Bob Buckingham, who is working for 12 passengers of Air Canada Flight 7804, says a Transportation Safety Board report released last week lays responsibility on the pilots and operators of the flight.
Exploits Valley Air Services was flying a Beechcraft 1900 Plane under the Air Canada Express brand on April 20, 2016, when it crashed upon landing at the Gander Airport.
"[The report] seems to lay the responsibility for the accident on Air Canada and EVAS, and it seems to suggest that the other parties involved in the plane taking off and the plane landing are without responsibility," Buckingham told CBC Radio's Central Morning Show.
According to the safety board, the flight landed towards the right side of the runway in Gander and veered further towards the right upon landing. The plane ran into compacted snow and the landing gear collapsed.
'The pilots and EVAS didn't do their due diligence.' - Bob Buckingham
Three people were hurt in the crash; board investigators said blowing snow and high winds during a storm that evening contributed to the incident.
The board also reported that "neither pilot had considered that the combination of landing at night, in reduced visibility, with a crosswind and blowing snow, on a runway with no centreline lighting, was a hazard that may create additional risks."
Although he said he did not want to "argue the case in public," Buckingham said the findings place some blame on EVAS and its pilots.

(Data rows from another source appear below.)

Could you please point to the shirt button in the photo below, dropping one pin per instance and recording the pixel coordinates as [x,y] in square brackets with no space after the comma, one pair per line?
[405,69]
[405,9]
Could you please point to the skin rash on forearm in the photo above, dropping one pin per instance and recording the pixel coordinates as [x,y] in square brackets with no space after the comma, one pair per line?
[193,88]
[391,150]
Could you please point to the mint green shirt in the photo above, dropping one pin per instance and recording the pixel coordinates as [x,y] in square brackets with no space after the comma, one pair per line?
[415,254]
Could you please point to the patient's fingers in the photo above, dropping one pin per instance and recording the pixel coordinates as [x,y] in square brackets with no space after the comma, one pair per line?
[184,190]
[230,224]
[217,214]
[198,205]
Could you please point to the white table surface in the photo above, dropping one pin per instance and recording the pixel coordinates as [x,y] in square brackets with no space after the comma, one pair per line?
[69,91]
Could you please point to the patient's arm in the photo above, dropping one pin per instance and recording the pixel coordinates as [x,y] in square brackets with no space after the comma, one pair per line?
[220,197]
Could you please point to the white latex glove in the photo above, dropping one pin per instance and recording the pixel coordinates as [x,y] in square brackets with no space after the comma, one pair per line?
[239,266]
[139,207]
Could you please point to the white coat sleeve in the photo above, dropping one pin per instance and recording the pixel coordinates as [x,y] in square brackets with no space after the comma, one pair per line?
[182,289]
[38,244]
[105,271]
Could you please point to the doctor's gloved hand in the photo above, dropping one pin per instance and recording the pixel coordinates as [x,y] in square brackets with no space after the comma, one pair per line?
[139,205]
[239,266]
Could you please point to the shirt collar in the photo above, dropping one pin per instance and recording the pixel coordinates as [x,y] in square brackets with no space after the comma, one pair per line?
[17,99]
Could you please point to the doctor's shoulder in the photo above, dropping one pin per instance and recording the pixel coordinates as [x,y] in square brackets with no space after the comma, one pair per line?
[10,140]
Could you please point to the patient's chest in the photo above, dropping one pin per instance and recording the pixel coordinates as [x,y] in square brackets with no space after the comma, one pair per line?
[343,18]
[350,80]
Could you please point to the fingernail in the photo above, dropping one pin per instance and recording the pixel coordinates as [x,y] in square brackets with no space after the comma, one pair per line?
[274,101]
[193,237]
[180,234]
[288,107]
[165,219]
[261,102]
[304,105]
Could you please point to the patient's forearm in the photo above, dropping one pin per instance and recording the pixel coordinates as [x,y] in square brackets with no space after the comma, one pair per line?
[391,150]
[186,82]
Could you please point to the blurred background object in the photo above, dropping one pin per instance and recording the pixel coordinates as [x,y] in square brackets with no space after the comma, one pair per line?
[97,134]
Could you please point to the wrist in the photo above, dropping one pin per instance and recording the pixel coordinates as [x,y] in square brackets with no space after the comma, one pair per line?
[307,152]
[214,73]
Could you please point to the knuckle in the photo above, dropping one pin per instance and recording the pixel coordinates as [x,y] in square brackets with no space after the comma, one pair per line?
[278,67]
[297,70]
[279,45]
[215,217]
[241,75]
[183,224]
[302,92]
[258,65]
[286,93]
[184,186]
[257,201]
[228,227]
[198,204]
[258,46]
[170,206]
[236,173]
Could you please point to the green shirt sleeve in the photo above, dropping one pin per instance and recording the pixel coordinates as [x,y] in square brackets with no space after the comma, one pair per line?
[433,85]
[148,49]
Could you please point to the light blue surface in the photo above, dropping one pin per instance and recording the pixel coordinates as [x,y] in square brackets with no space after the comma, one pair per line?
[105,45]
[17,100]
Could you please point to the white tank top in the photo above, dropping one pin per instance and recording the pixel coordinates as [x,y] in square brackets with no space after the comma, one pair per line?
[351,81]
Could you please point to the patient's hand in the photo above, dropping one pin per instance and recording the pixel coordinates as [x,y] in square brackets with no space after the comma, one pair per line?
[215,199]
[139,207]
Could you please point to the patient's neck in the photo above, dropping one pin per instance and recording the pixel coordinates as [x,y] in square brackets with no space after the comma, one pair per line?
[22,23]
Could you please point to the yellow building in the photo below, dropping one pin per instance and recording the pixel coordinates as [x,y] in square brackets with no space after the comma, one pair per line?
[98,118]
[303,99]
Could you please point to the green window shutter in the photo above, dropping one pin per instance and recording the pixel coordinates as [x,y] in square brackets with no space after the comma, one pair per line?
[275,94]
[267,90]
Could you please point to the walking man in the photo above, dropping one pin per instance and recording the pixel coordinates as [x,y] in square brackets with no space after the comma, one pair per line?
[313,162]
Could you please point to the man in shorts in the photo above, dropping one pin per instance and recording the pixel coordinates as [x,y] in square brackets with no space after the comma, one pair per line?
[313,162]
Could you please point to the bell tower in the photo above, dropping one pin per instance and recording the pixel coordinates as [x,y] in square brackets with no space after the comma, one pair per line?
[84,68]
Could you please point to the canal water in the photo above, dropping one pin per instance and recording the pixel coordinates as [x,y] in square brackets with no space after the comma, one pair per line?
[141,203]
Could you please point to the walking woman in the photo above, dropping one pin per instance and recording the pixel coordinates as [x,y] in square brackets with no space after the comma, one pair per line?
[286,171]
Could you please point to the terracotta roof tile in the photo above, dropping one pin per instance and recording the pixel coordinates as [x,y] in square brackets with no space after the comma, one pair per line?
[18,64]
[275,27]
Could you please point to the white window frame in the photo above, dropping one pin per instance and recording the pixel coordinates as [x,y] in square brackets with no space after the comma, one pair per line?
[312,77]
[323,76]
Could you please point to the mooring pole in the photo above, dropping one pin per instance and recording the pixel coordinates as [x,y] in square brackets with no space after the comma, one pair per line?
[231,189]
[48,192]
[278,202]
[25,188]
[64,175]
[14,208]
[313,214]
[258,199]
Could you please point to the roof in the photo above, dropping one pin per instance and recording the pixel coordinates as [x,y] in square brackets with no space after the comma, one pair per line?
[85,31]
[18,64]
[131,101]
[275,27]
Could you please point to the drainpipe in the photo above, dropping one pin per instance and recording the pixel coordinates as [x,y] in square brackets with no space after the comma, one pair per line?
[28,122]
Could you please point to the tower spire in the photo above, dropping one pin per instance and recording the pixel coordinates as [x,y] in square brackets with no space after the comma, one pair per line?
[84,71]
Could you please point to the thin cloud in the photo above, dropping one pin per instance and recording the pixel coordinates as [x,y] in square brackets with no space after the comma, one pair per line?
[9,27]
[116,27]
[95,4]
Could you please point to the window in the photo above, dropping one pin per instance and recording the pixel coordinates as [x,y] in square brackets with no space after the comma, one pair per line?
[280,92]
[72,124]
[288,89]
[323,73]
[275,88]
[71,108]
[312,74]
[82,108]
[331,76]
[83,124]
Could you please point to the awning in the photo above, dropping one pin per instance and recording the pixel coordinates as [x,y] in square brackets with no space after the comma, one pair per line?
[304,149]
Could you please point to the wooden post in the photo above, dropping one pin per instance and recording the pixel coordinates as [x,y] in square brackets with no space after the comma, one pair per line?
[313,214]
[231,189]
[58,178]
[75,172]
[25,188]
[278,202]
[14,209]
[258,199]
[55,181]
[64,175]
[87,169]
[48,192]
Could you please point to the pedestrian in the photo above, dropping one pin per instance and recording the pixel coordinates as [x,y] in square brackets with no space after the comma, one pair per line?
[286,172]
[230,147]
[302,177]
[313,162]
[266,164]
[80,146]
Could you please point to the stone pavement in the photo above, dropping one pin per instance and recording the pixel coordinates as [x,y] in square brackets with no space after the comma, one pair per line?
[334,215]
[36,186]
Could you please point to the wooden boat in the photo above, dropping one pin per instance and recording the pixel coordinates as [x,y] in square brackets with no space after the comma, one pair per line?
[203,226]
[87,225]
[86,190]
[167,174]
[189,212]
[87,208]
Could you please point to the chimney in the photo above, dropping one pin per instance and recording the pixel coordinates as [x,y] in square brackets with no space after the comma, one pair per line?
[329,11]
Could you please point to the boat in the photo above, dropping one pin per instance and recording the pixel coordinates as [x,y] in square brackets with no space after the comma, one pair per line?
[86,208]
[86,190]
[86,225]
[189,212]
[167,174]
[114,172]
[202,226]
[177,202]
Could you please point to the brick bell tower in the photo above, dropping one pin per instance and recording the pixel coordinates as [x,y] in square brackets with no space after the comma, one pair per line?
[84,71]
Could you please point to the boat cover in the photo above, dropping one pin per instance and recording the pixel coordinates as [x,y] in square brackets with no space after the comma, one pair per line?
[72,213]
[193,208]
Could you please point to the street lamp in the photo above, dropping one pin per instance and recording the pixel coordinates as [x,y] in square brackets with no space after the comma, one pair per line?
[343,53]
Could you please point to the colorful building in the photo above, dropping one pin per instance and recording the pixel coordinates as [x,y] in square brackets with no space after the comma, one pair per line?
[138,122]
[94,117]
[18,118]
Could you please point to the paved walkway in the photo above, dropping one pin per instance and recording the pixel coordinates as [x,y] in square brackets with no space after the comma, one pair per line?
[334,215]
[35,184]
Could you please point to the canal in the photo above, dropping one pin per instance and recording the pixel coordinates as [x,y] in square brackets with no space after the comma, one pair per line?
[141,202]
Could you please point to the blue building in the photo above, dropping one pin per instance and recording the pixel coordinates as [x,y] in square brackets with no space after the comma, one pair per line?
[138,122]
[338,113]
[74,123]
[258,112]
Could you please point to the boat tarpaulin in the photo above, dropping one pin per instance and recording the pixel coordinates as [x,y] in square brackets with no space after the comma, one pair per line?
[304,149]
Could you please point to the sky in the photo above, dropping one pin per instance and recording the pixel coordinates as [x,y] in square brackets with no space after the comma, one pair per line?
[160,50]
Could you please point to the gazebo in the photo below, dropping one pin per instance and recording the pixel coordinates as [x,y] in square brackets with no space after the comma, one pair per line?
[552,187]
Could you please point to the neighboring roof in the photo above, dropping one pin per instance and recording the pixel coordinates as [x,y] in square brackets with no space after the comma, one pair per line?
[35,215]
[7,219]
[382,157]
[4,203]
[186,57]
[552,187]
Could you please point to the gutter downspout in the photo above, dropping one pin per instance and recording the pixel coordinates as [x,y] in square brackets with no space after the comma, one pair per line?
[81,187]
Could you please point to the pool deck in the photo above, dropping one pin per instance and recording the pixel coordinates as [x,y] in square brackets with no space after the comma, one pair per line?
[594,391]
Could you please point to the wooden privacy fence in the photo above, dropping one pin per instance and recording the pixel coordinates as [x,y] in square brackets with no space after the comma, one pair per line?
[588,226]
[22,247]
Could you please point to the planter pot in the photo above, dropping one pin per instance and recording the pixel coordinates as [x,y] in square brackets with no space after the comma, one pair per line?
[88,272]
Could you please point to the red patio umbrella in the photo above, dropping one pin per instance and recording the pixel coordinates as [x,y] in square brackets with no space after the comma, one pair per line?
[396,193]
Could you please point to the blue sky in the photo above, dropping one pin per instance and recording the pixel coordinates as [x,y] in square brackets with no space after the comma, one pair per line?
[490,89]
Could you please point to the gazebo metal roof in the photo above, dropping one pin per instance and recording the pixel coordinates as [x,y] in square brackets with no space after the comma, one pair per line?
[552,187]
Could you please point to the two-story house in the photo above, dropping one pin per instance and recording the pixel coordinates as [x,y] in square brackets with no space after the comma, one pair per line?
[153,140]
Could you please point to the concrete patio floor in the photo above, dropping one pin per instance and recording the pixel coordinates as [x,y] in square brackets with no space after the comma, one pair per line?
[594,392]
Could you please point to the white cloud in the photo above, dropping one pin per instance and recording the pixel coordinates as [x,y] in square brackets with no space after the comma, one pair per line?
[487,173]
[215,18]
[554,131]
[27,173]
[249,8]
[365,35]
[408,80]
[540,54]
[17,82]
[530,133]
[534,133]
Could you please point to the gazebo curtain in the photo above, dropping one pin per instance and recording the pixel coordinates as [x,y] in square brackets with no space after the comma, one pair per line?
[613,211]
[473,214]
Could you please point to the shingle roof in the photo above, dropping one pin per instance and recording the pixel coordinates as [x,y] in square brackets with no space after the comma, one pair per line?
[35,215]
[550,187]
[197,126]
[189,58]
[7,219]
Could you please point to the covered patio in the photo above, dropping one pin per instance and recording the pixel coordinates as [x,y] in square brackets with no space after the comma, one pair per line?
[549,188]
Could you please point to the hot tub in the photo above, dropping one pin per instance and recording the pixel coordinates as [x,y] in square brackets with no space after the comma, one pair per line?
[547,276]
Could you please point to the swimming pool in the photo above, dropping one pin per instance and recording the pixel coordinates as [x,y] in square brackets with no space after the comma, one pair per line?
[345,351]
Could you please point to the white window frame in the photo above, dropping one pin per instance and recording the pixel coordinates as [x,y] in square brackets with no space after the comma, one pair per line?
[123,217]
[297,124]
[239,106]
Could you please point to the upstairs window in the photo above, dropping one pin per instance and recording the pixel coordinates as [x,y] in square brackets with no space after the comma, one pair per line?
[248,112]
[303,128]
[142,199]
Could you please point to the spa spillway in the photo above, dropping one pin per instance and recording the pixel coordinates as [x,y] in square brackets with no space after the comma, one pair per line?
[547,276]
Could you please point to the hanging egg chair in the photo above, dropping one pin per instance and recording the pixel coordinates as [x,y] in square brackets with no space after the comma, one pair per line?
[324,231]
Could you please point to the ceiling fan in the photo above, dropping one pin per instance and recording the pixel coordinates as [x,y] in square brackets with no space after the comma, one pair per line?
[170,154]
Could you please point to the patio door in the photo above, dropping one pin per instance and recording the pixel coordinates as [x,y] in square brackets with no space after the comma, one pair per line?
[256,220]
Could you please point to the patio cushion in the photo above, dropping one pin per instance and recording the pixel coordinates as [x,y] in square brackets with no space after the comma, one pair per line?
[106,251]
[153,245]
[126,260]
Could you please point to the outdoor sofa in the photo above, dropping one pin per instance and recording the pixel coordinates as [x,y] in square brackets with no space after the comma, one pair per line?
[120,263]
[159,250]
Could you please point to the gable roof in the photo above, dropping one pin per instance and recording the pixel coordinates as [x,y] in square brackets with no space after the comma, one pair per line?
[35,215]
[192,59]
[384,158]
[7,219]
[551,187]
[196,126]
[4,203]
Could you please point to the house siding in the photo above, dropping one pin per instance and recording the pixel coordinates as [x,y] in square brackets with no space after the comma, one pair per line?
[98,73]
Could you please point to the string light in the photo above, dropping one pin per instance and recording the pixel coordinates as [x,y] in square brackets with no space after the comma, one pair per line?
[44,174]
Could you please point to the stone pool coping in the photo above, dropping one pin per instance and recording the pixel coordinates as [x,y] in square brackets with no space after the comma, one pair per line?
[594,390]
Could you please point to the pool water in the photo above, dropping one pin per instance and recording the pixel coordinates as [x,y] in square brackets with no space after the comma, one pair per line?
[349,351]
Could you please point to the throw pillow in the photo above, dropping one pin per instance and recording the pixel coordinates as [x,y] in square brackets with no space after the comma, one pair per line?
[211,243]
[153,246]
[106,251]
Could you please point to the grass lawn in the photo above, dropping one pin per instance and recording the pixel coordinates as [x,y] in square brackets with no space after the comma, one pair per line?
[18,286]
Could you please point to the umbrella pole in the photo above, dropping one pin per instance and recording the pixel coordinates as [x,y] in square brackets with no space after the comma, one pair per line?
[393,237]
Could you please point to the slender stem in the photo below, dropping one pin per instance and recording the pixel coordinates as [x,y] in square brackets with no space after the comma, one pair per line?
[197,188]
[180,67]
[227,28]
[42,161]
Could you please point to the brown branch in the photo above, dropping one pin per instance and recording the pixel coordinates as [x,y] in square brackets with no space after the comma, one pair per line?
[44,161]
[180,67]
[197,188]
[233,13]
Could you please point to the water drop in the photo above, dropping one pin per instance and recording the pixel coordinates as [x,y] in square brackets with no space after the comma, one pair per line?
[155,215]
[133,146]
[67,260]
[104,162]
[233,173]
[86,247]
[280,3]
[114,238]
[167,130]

"I think that's what it says, that the pilots and EVAS didn't do their due diligence with respect to this landing," he said. "That's … a layperson's bottom-line view of the matter."
"You can have a look at the report and see what they say about all of the parties involved and what they were doing with respect to training, education, and decisions that were made that night."
- FULL REPORT: Gusty winds and blowing snow led to April 2016 nose landing gear collapse at Gander International Airport
The safety board does not determine criminal or civil blame in investigating accidents, though its reports are sometimes referenced in courts.
Class-action efforts continue
Buckingham said his class-action efforts will continue, and if his analysis of the report is correct, he will shift his attention towards Air Canada and EVAS.
The lawsuit has not yet been certified as a class-action in court, but hearing are ongoing.
Buckingham said he plans to have the crash report reviewed further with technical experts, and with the clients he represents in his class-action effort.
He will eventually put forward a proposal to resolve the matter, he said.
"[The board's] findings are going to be fairly informative in terms of how not only we pursue it, but how the defendants respond to it and come to the bargaining table with us to negotiate a resolution of this."
A spokesperson for Air Canada said the company could not comment directly on an ongoing court case.
However, the company did say in a separate statement that it would be reviewing the report with Exploits Valley Air Services, "particularly those that pertain to areas of potential further safety improvements."
"Air Canada works closely with all its regional partners, as well as government agencies, on an ongoing basis to ensure safe operations at all times and that all necessary safety processes are in place," said spokesperson Peter Fitzpatrick.
A representative from Exploits Valley Air Services has not responded to multiple requests for comment.